- Born: Gustavo Alejandro Acevedo Nicolazzo 3 January 1997 (age 28) Caracas, Venezuela
- Occupations: Model; Sport television presenter;
- Height: 1.88 m (6 ft 2 in)
- Beauty pageant titleholder
- Title: Mister Supranational Venezuela 2016
- Hair color: Brown
- Eye color: Green
- Major competition(s): Mister Venezuela 2016 (2nd Runner-Up) Mister Supranational 2016 (Top 10)

= Gustavo Acevedo =

Venezuelan model and male beauty pageant titleholder

Gustavo Alejandro Acevedo Nicolazzo (born 3 January 1997) is a Venezuelan medicine student, model and male beauty pageant titleholder. He was Mister Supranational Venezuela 2016 and represented Venezuela at the inaugural edition of Mister Supranational at Mister Supranational 2016 where he finished as one of the Top 10 finalists.

== Life and career ==

=== Early life ===
Acevedo was born in Caracas, Venezuela. He holds a degree in cardiovascular and respiratory therapy from the Central University of Venezuela.
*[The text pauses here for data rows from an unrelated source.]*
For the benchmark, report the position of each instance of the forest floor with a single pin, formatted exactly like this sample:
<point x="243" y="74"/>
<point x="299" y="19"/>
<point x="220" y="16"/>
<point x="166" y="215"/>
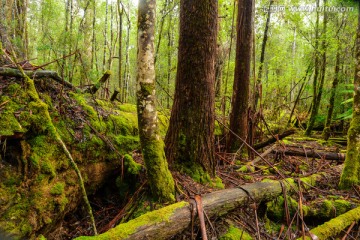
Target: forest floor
<point x="116" y="202"/>
<point x="234" y="172"/>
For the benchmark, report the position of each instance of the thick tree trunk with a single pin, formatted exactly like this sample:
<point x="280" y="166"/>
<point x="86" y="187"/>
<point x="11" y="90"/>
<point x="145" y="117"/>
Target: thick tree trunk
<point x="350" y="174"/>
<point x="169" y="221"/>
<point x="160" y="178"/>
<point x="240" y="98"/>
<point x="190" y="137"/>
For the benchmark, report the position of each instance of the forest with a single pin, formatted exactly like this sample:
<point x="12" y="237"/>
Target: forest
<point x="179" y="119"/>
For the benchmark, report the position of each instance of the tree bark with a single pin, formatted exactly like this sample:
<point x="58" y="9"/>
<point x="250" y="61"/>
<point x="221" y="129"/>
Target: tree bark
<point x="326" y="131"/>
<point x="350" y="174"/>
<point x="312" y="154"/>
<point x="167" y="222"/>
<point x="11" y="72"/>
<point x="272" y="140"/>
<point x="160" y="178"/>
<point x="258" y="90"/>
<point x="190" y="138"/>
<point x="318" y="88"/>
<point x="240" y="98"/>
Acevedo is also a model, actor, boxer, Pan-American champion mixed martial artist and has served as a sports narrator on local television in his hometown.

=== Pageantry ===

====Mister Venezuela 2016====
In 2016, Gustavo participated in the 13th edition of the Mister Venezuela event held on May 28, 2016 at Venevisión studios in Caracas. The candidates were assigned numbers instead of state bands, with Acevedo being assigned #2. He ended as the 2nd runner-up. The winner was Renato Barabino, while the first runner-up was Walfred Crespo.

Later that year, he was appointed by the Miss Venezuela Organization as the first ever Mister Supranational Venezuela.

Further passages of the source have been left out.